Кристина выслушала меня, по-птичьи наклонив голову. Она не спорила. Но она определенно была уверена, что митинг не за коммунистов. Просто за честные выборы. За честность. Хорошие люди против плохих.
«Хорошие люди»… По моим ощущениям таковых в Москве едва ли хватило бы на вечеринку, не то что на многолюдный марш протеста.
– Ты пойдешь? – спросила она меня.
– Нет, – ответила я, наверное, слишком резко. – В понедельник хозяин приходит. Надо хотя бы балкон разгрести.
– Хочешь, я помогу?
– Не надо. – Я не хотела ее помощи.
– От Дмитрия Сергеевича никаких новостей…
Это был не вопрос, и я отвечать не стала.
– Надеюсь, у него все хорошо…
– Можешь даже не сомневаться.
Меня выводил из себя ее тоненький благоговейный голосок. Мне захотелось ее стукнуть. Сдернуть этот чертов платок и закричать: «Твой… мой Дмитрий Сергеевич бросил меня, предал всех вас! Почему ты продолжаешь беспокоиться не обо мне, не о себе, а о нем?!»
Кристина опустила голову и сильнее закуталась в шаль. Мне на секунду стало жалко ее. Мы были словно две горлицы, бьющиеся в одном силке и напрасно ранящие друг друга. Но злая темная обида давила на грудь, не давала дышать.
– И кстати, Дмитрий Сергеевич никогда не был сторонником выборов.
Кристина подняла руку, защищаясь:
– Конечно, я тоже за помазанника, за царя – сказала она, и было так мучительно увидеть на бледненьком некрасивом лице отблеск того огня, что когда-то опалил и меня. – Но если уж у нас нет помазанника, то пусть будут хотя бы честные выборы… – А вот это было уже что-то новое. Этого бы ты определенно не одобрил. Вот хорошо!
– Конечно, Кристина, тебе обязательно надо туда пойти, – сказала я.
Она чуть не расплакалась и стала взахлеб рассказывать, как ходила по Чистопрудному бульвару на прошлой неделе, какие там были замечательные люди, какие умные, живые, чувствующие лица… В ее глазах мелькало что-то похожее на счастье, бледное хрупкое счастье пичужки, прибившейся к новой стае…
– А я не могу, мне надо хотя бы балкон расчистить, – повторилась я.
На балконе много лет жили, гадили и умирали голуби, в результате чего там образовались апокалиптические наслоения из перьев, гуано и костей. «Культурный слой» сантиметров в семь, не меньше. Материализовавшаяся история – то, что остается от нее, когда кровь впитывается в землю, а черви выедают мозги. Пух и гуано – добрых и злых дел, слипшихся, перемешавшихся так, что не разобрать и не разделить, да острые белые кости.
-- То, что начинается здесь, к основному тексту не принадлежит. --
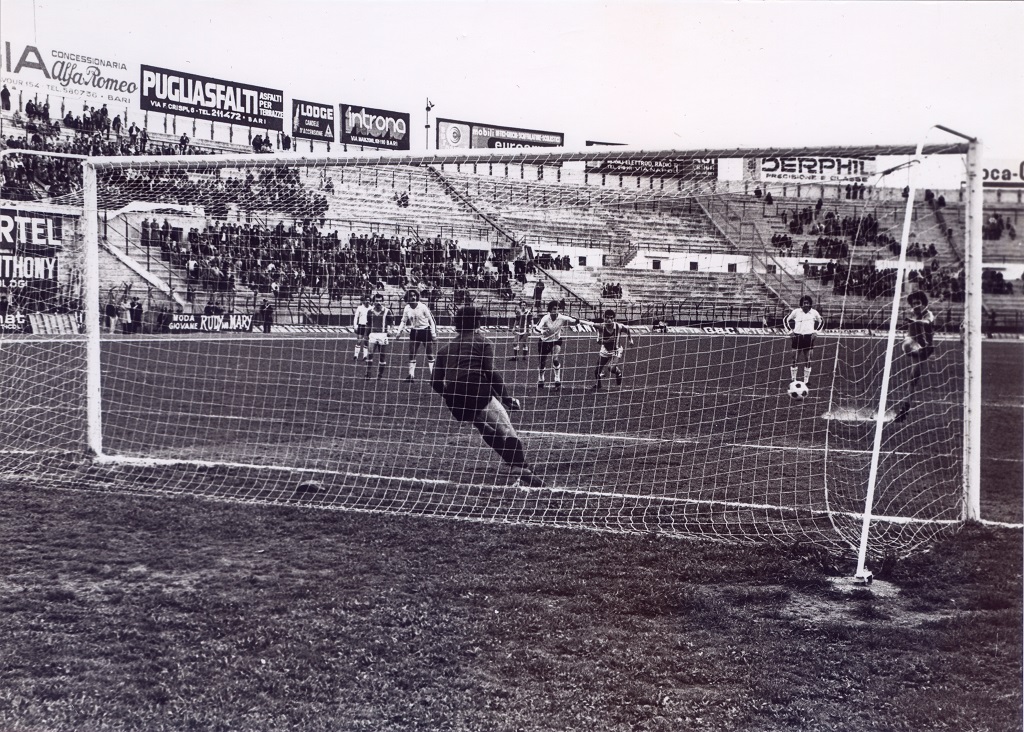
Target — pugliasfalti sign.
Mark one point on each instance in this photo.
(175, 92)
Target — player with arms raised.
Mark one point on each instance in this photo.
(473, 391)
(609, 335)
(422, 331)
(550, 330)
(521, 325)
(803, 325)
(919, 345)
(361, 328)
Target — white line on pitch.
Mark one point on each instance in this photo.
(695, 440)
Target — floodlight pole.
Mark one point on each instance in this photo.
(972, 336)
(430, 105)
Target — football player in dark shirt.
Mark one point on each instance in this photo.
(464, 375)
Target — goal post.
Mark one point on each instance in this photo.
(701, 254)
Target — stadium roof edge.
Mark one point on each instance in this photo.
(551, 155)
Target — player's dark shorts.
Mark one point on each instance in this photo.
(545, 348)
(466, 393)
(803, 341)
(924, 353)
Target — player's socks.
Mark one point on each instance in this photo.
(509, 448)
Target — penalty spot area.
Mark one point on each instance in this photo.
(856, 414)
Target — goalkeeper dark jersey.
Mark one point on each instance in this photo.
(464, 375)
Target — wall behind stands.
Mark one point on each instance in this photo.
(690, 261)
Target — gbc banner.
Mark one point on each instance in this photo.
(455, 134)
(815, 170)
(184, 323)
(685, 168)
(207, 98)
(374, 128)
(312, 121)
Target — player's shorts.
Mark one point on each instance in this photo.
(802, 341)
(466, 394)
(546, 348)
(916, 351)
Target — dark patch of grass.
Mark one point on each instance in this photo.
(187, 614)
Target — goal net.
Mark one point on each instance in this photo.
(218, 354)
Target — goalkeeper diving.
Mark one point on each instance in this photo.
(464, 375)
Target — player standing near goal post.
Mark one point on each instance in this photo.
(919, 345)
(380, 321)
(609, 335)
(803, 325)
(361, 328)
(550, 329)
(520, 328)
(422, 331)
(473, 391)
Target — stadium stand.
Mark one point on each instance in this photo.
(314, 241)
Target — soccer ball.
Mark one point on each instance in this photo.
(798, 390)
(910, 346)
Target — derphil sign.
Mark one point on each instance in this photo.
(375, 128)
(207, 98)
(811, 169)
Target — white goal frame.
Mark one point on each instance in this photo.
(972, 334)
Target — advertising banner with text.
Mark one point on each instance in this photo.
(212, 99)
(811, 169)
(312, 121)
(39, 72)
(456, 134)
(185, 323)
(684, 168)
(374, 128)
(1003, 173)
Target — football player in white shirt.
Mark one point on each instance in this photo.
(521, 324)
(550, 329)
(803, 325)
(422, 330)
(361, 328)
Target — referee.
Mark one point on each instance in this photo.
(464, 375)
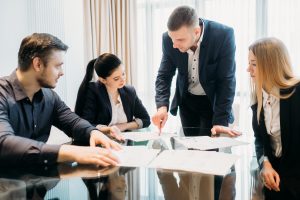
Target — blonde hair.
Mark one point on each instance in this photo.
(273, 69)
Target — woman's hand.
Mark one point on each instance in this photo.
(270, 177)
(98, 138)
(115, 132)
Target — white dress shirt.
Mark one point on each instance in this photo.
(118, 115)
(271, 106)
(193, 69)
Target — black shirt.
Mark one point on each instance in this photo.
(25, 125)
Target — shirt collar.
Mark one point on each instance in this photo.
(189, 51)
(269, 97)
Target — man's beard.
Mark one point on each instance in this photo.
(44, 83)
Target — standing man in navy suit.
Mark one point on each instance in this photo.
(203, 53)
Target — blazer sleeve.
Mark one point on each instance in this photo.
(139, 111)
(165, 74)
(225, 83)
(89, 112)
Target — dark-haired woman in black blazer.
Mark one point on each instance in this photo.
(109, 104)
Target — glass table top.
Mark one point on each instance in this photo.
(69, 181)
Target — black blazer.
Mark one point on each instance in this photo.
(290, 134)
(97, 108)
(216, 71)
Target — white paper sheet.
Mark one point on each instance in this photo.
(206, 142)
(144, 136)
(136, 156)
(207, 162)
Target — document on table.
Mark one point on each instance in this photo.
(135, 156)
(206, 142)
(144, 136)
(207, 162)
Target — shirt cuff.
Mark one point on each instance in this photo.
(139, 122)
(49, 154)
(262, 159)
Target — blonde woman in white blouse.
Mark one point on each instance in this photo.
(276, 114)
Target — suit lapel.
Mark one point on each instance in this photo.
(203, 45)
(285, 122)
(126, 102)
(106, 100)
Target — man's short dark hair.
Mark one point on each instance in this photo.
(182, 16)
(38, 45)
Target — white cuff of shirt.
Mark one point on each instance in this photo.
(262, 159)
(139, 122)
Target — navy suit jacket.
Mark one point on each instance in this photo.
(97, 108)
(290, 134)
(216, 71)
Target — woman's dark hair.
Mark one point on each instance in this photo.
(104, 66)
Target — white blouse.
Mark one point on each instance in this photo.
(271, 106)
(118, 114)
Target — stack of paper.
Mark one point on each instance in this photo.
(207, 162)
(186, 160)
(206, 142)
(144, 136)
(136, 156)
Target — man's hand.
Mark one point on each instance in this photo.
(159, 119)
(115, 132)
(87, 155)
(217, 129)
(270, 177)
(98, 138)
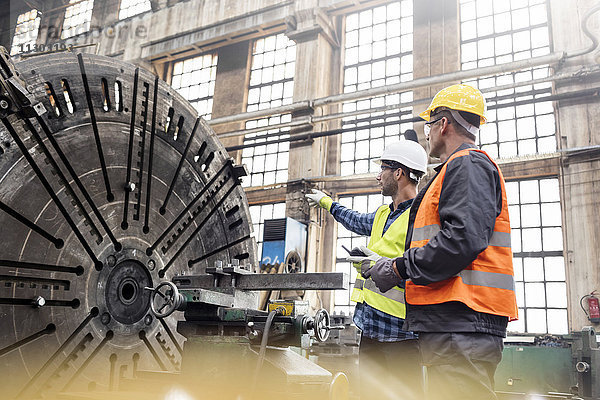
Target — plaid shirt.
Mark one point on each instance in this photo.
(373, 323)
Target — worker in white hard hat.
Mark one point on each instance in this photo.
(389, 360)
(458, 266)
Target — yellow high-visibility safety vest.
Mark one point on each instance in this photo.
(389, 245)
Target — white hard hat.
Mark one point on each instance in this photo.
(408, 153)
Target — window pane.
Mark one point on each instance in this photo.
(26, 32)
(77, 18)
(271, 85)
(194, 79)
(536, 320)
(130, 8)
(500, 34)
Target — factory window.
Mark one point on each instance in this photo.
(271, 85)
(78, 17)
(496, 32)
(378, 52)
(194, 79)
(362, 204)
(258, 214)
(129, 8)
(26, 32)
(537, 244)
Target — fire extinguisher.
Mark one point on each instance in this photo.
(593, 307)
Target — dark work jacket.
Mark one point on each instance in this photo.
(471, 196)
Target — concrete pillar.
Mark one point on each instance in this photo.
(577, 126)
(316, 75)
(434, 19)
(231, 90)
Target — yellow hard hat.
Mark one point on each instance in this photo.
(460, 98)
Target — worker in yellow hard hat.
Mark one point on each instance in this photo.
(457, 264)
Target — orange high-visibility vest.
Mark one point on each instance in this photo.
(487, 284)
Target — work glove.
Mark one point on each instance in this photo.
(319, 199)
(382, 273)
(363, 262)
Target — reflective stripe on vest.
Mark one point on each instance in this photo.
(498, 239)
(389, 245)
(487, 284)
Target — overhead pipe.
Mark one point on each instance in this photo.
(593, 92)
(396, 88)
(313, 120)
(552, 58)
(586, 31)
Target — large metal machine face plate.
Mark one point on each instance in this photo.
(119, 186)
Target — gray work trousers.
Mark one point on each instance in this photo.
(390, 370)
(460, 366)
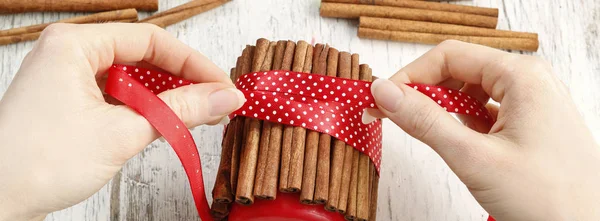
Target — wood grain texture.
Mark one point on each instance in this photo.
(415, 183)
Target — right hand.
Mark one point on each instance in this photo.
(539, 161)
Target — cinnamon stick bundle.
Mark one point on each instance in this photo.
(302, 63)
(18, 6)
(337, 162)
(436, 6)
(33, 32)
(341, 10)
(524, 44)
(438, 28)
(182, 12)
(265, 140)
(286, 145)
(312, 137)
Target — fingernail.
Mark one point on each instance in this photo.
(368, 118)
(225, 101)
(387, 94)
(224, 121)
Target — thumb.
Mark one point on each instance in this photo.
(206, 103)
(195, 105)
(425, 120)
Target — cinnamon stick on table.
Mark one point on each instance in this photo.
(341, 10)
(438, 28)
(182, 12)
(265, 140)
(288, 132)
(436, 6)
(348, 151)
(18, 6)
(301, 60)
(324, 156)
(312, 137)
(524, 44)
(337, 163)
(33, 32)
(249, 152)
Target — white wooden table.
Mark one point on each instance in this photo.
(415, 183)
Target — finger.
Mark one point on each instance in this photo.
(425, 120)
(194, 104)
(105, 44)
(494, 70)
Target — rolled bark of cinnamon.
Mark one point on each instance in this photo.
(182, 12)
(438, 28)
(265, 140)
(349, 150)
(341, 10)
(337, 162)
(436, 6)
(324, 155)
(288, 132)
(524, 44)
(301, 61)
(249, 156)
(312, 137)
(18, 6)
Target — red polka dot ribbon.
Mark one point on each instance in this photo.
(325, 104)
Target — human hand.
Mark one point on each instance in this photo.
(537, 162)
(62, 141)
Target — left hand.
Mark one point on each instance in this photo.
(62, 141)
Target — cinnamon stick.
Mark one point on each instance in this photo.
(436, 6)
(330, 55)
(341, 10)
(269, 186)
(524, 44)
(18, 6)
(364, 171)
(182, 12)
(286, 145)
(242, 66)
(249, 154)
(299, 133)
(438, 28)
(374, 195)
(351, 211)
(349, 150)
(337, 162)
(265, 137)
(312, 137)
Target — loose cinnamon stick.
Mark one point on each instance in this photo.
(116, 15)
(269, 186)
(242, 66)
(349, 150)
(249, 156)
(524, 44)
(312, 137)
(182, 12)
(438, 28)
(341, 10)
(364, 171)
(337, 162)
(18, 6)
(265, 138)
(351, 211)
(374, 195)
(324, 156)
(436, 6)
(299, 133)
(286, 145)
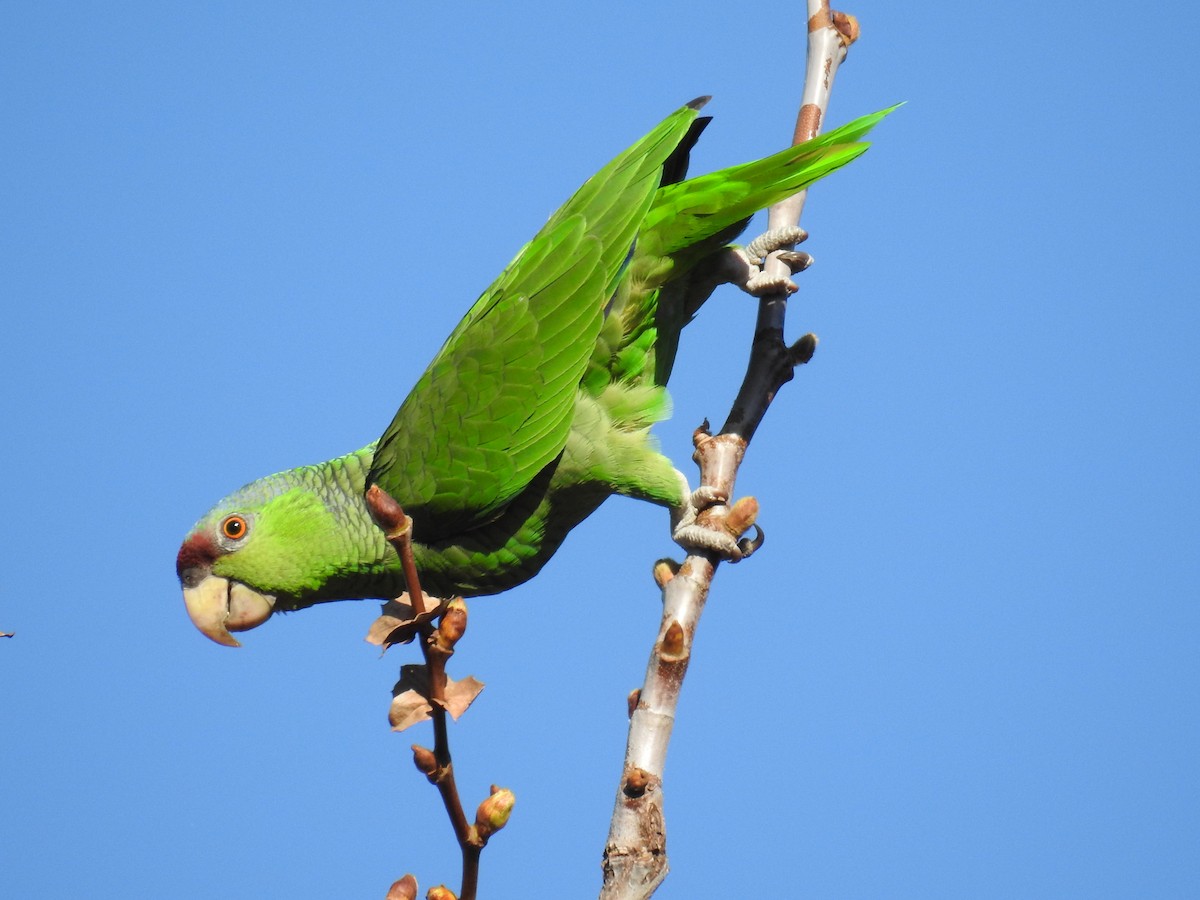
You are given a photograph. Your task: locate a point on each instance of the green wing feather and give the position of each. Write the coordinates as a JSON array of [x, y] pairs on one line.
[[496, 405]]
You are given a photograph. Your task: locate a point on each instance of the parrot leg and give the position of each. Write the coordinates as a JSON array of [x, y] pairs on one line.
[[747, 269]]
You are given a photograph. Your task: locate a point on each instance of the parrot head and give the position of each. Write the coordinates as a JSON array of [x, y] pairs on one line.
[[276, 544], [208, 567]]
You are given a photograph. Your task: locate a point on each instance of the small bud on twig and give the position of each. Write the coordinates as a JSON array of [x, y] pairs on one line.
[[672, 649], [636, 783], [803, 349], [493, 813], [425, 761], [387, 513], [634, 699], [741, 516], [403, 889], [453, 624], [664, 571]]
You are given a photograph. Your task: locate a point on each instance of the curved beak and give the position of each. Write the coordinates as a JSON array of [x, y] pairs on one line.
[[219, 606]]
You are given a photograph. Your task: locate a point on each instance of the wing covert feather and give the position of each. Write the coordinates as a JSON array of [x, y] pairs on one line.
[[496, 405]]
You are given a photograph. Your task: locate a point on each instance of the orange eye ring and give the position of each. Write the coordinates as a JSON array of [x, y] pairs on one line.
[[234, 528]]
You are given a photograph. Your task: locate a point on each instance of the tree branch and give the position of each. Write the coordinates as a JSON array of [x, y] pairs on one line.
[[437, 646], [635, 859]]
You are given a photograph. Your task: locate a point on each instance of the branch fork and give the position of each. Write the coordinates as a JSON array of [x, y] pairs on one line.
[[635, 859]]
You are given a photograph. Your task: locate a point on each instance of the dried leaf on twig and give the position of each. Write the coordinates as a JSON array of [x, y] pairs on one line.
[[397, 624], [411, 700]]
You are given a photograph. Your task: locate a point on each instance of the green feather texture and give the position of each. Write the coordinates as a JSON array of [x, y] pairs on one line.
[[540, 401]]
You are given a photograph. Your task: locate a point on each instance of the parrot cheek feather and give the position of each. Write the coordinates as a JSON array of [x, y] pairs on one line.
[[247, 609]]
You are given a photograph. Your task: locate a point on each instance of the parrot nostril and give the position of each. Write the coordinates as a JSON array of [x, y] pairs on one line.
[[191, 577]]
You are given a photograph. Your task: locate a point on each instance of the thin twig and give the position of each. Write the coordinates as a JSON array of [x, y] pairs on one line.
[[635, 859], [437, 647]]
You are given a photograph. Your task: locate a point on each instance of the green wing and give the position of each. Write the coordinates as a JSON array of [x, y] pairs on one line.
[[496, 403]]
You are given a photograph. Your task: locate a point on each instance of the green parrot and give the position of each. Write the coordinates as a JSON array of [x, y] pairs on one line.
[[537, 408]]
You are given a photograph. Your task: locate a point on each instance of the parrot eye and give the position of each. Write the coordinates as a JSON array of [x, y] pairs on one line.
[[234, 528]]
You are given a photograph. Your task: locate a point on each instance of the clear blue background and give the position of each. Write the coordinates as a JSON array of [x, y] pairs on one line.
[[965, 663]]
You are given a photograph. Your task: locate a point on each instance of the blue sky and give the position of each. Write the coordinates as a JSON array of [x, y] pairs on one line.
[[982, 669]]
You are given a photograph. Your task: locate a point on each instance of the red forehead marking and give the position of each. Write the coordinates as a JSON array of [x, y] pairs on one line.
[[197, 551]]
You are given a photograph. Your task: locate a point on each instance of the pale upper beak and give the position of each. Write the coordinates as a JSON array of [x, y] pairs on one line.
[[219, 606]]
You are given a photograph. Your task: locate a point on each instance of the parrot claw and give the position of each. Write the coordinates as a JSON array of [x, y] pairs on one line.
[[775, 239], [693, 537], [751, 258]]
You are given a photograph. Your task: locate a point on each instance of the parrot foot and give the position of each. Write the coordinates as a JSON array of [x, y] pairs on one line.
[[754, 281], [693, 537], [775, 239]]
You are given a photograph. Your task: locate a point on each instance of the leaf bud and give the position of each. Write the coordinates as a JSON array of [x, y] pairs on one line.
[[454, 623], [425, 761], [493, 813], [403, 889]]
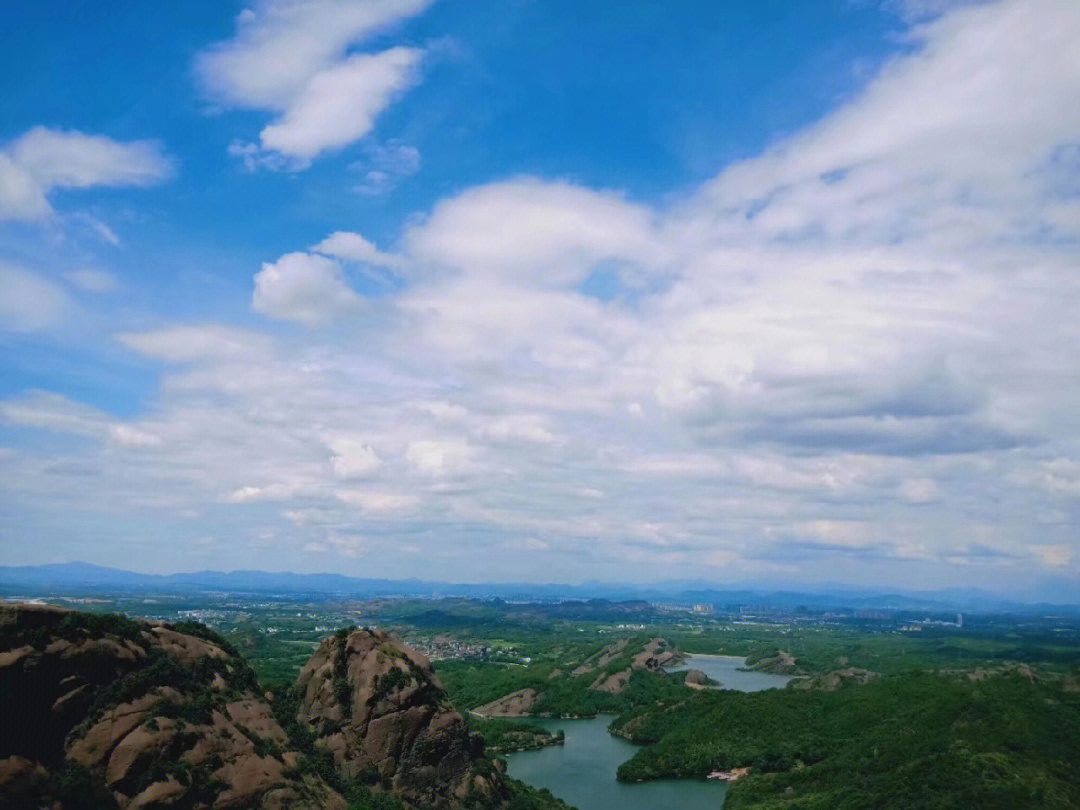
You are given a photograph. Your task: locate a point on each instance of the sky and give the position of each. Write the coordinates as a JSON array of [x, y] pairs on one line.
[[541, 291]]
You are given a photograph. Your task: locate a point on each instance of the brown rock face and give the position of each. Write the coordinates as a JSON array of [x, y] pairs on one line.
[[379, 711], [152, 715], [515, 704]]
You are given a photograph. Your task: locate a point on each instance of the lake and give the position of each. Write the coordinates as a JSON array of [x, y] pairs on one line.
[[581, 772]]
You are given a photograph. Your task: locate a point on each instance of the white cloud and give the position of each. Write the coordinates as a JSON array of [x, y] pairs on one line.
[[30, 302], [1053, 556], [353, 457], [191, 343], [354, 247], [377, 500], [385, 166], [304, 287], [22, 197], [521, 428], [43, 159], [760, 378], [294, 58], [340, 104], [918, 490], [92, 280], [132, 436], [440, 457]]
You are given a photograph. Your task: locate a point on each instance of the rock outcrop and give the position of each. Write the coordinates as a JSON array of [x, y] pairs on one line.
[[515, 704], [379, 711], [653, 655], [104, 711]]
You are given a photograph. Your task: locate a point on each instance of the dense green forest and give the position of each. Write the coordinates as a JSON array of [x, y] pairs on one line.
[[918, 740]]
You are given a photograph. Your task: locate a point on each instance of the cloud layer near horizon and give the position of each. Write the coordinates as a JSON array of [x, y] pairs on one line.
[[851, 358]]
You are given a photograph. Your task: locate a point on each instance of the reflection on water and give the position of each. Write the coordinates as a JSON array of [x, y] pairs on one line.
[[582, 771]]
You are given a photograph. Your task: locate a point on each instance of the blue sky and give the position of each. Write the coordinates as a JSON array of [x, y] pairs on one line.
[[775, 293]]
Пока люди в центре Москвы шагали вперед за светлым будущим, я разбиралась с кромешным прошлым. Шли студенты и офисная молодежь, ласково названная одним из лидеров движения «крольчатами», как бы намекая на то, чьи косточки, если дело пойдет вразнос, хрустнут под каблуком истории, и чьи именно белые окровавленные шубки будут явлены миру, как пример беспримерной бесчеловечности и зверства режима, шли прелестные жены, дочери и невесты олигархов девяностых, недовольные тем, что их мужей, отцов, женихов оттирают от жирного пирога борзые государственные олигархи двухтысячных. Шли жены государственных режиссеров (без мужей), мудро реализуя национальную гибкость творческой интеллигенции – куда бы ни завернула, куда бы ни вывезла кривая, пьяная колея отечественной истории, в семье должен оказаться хоть кто-нибудь, колебавшийся синхронно с генеральной линией. С профессиональным азартом шли журналисты, писатели, юмористы, актеры, телеведущие и иные охотники за живой человеческой эмоцией, искатели искренности и подлинности. Шли ученые и аспиранты в предпоследней отчаянной надежде, что, может быть, все-таки не придется после защиты лихорадочно искать позицию в далеком Мельбурне или Вайоминге, или учить немецкий для грантов DAAD, может быть, все-таки удастся возродить науку в России. Присутствие в колонне олигархов и гламурных красавиц как бы намекало, что не в науке счастье, но, вероятно, ученые и олигархи шли в разных частях колонны и оттого не ощущали взаимного противоречия. Шли политики девяностых, мало отличимые от олигархов девяностых, коррумпированные борцы с коррупцией и самовластные борцы с самовластьем.
Было много улыбок, веселья, искреннего смеха, братских объятий и дружеских рукопожатий. Наверное, и мне стоило оказаться там, в теплой и единодушной людской суете, но я была там, где была – на холодном, продуваемом ветрами балконе. Я разбивала корки подмерзшего припорошенного снегом голубиного помета красным пластиковым совком и им же потом поддевала пласты голубиных останков. Гуано фасовалось в мусорные пакеты, и, наполнив очередной, я заносила его в комнату и останавливалась около батареи погреться.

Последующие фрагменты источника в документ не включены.